Валентин Трофимович почесал затылок и снова уставился в экран. Понятно, что ничего он там не разбирает, а думает. Виктору Алексеевичу даже показалось, будто он видит, как в большой голове директора крутятся массивные думательные шестерёнки. Он в училище самый старый и опытный. Тоже из мастеров. Сначала окончил тот же техникум, что Плетнёв. Потом много лет работал старшим мастером и заочно учился в техническом университете. Даже, как он выражался, рекорд мира установил - пятнадцать лет плёлся к диплому. Но доплёлся и теперь подчёркнуто бережно и всегда с большой буквы писал в графе «образование» - «Высшее».
- Хотел вам за опоздание поставить на вид. Но группа вышла из положения, в которое вы её поставили?
- Как будто.
- Старосту поощрить. А вас прошу больше не опаздывать. Дядьку похоронили?
- Да, на Северном кладбище. Хорошее место, песок. Тётка довольна.
- Ну и ладно, если довольна. Что у вас ещё? - спросил директор, как будто не он позвал Виктора Алексеевича, а мастер сам явился к нему со своими вопросами. Можно сказать, что сегодня должен состояться суд над Юрой Бородиным, но Виктор не стал торопиться. Скажет потом, когда будет известно решение.
- Пока всё.
- Тогда свободны.
Виктор Алексеевич вышел из кабинета, кивнул секретарю Галине Львовне и поднялся этажом выше, в преподавательскую. Здесь никого, он сел на диван и стал смотреть в окно. Отсюда видны железная крыша дома на противоположной стороне улицы и серое, низкое небо. Шёл дождь. Он вспомнил вчерашний день в деревне, поблагодарил погоду за то, что позволила порезвиться с дровами, и пальцами помял плечи, где ощущалась приятная боль от колуна. Тут же в памяти возникла учительница Елена Владимировна, её большие, умные глаза, высокая шея, тонкая талия. Он стал вспоминать свои разговоры с нею, в особенности её слова о том, что её любимого «гниды» убили. И вчера вечером, когда он ехал домой, и сейчас она не выходила из памяти, всё время хотелось думать о ней и хотя бы мысленно продолжать разговор. И усмешливо спрашивал себя: «Что с тобой, Витя? Не хочешь ли ты подтвердить вечную истину, что самое лучшее лекарство от любви - новая любовь?»

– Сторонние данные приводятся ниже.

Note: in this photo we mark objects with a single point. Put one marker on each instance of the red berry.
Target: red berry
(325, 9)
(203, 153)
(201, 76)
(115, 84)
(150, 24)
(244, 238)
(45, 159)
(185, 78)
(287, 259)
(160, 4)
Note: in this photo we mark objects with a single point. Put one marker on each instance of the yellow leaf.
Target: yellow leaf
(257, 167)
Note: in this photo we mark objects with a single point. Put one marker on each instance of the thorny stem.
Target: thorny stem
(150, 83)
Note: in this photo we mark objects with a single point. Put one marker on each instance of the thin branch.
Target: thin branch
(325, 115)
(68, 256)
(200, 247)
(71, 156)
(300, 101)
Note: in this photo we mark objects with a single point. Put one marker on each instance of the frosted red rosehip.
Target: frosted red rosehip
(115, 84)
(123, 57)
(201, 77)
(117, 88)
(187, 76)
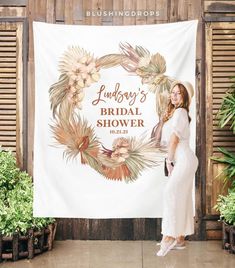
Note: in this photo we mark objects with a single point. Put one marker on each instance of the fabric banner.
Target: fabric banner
(99, 92)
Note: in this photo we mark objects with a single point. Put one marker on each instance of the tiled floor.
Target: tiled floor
(127, 254)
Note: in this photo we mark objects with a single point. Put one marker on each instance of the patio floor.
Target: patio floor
(127, 254)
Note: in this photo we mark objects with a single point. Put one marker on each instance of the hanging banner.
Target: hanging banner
(99, 93)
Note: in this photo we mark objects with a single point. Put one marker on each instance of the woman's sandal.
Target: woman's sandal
(166, 247)
(179, 245)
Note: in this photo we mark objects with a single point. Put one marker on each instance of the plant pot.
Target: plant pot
(228, 240)
(27, 246)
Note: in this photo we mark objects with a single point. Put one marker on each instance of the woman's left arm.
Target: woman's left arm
(174, 140)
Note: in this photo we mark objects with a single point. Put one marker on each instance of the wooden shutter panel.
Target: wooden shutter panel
(11, 88)
(220, 66)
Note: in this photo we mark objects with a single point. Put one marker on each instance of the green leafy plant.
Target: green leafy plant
(226, 114)
(16, 199)
(229, 171)
(226, 207)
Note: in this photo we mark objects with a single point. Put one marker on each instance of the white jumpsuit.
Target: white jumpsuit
(177, 197)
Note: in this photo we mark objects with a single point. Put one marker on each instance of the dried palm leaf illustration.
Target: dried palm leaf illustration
(78, 138)
(79, 69)
(129, 157)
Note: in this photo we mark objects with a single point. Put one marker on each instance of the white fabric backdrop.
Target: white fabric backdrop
(69, 189)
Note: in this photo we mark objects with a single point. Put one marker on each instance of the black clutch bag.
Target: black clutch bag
(165, 168)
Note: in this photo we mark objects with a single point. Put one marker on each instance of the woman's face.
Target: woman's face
(176, 96)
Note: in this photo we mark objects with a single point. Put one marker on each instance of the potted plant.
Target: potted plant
(21, 234)
(226, 204)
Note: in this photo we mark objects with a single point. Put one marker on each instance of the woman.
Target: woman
(181, 164)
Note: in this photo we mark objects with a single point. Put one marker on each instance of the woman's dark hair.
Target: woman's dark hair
(185, 104)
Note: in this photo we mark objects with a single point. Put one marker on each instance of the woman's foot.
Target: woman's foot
(166, 246)
(179, 245)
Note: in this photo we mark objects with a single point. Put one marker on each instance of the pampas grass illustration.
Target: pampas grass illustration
(79, 69)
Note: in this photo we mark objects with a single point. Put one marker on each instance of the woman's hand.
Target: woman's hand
(169, 168)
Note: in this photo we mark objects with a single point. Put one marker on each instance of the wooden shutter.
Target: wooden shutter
(11, 88)
(220, 66)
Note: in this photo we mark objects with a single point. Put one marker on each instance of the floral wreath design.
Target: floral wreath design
(78, 70)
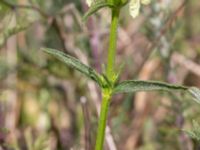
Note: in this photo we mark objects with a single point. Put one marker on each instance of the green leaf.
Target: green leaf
(194, 133)
(95, 7)
(195, 92)
(137, 85)
(76, 64)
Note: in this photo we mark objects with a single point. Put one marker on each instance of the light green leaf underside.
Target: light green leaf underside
(95, 7)
(75, 63)
(137, 85)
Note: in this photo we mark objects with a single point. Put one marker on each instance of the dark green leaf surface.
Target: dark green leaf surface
(95, 7)
(137, 85)
(75, 63)
(194, 132)
(195, 92)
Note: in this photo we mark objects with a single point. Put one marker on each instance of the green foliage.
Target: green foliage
(96, 5)
(76, 64)
(195, 92)
(137, 85)
(195, 131)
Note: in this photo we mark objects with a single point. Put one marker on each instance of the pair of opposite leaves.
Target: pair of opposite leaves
(124, 86)
(134, 6)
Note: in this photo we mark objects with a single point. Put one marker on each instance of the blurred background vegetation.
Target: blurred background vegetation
(45, 105)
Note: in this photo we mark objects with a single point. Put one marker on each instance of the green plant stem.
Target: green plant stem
(107, 93)
(112, 43)
(102, 121)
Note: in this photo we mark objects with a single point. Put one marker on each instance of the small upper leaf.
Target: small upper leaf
(195, 92)
(76, 64)
(137, 85)
(194, 132)
(95, 6)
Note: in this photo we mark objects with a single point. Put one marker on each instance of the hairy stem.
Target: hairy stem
(107, 93)
(112, 44)
(102, 121)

В кармане дал о себе знать телефон. Звонила мама Юры Бородина:
- Виктор Алексеевич, нам сын сказал, что вы тоже собираетесь на суд.
Кровь ударила ему в голову. От её голоса, от чувства, с которым она задала этот вопрос, сделалось жарко.
- Да буду.
- Приходите, пожалуйста, мы вас очень просим. Мы заявили вас как свидетеля.
- То есть как?
- Мы заявили вас не как свидетеля поступка, а как свидетеля его жизни в училище.
- Тогда иное дело.
- Такая у нас беда. Если бы вы знали, как нам плохо. В особенности сыну. Он так переживает.
- Вот видите, как всё может повернуться. Насколько я знаю, раньше у него не было неприятностей с полицией?
- Что вы! Хороший мальчик, мы просто поражены его поступком. Учиться не хотел, это правда. Но чтобы такое...
- Сейчас учёба мало кого увлекает. Но хорошо, что у него это впервые. Беда послужит ему уроком.
- Да, да, именно беда, - сказала она. - Ужасный случай, от которого он сам пострадал больше, чем девушка. Хотя поступок действительно гадкий.
- Глупый поступок, иного не скажешь. Дал бы вам совет не переживать, но вряд ли вы послушаете. Вообще в последнее время вы не хотите ни слушать меня, ни разговаривать...
- Большое спасибо, до встречи в суде.
Он хотел, чтобы она говорила ещё, и не только о сыне, однако Нелли Георгиевна выключила телефон. Можно снова связаться с ней, но он задумался, нужно ли сейчас, когда она думает только о сыне, и не стал. Уже хорошо, что позвонила, а там будет видно.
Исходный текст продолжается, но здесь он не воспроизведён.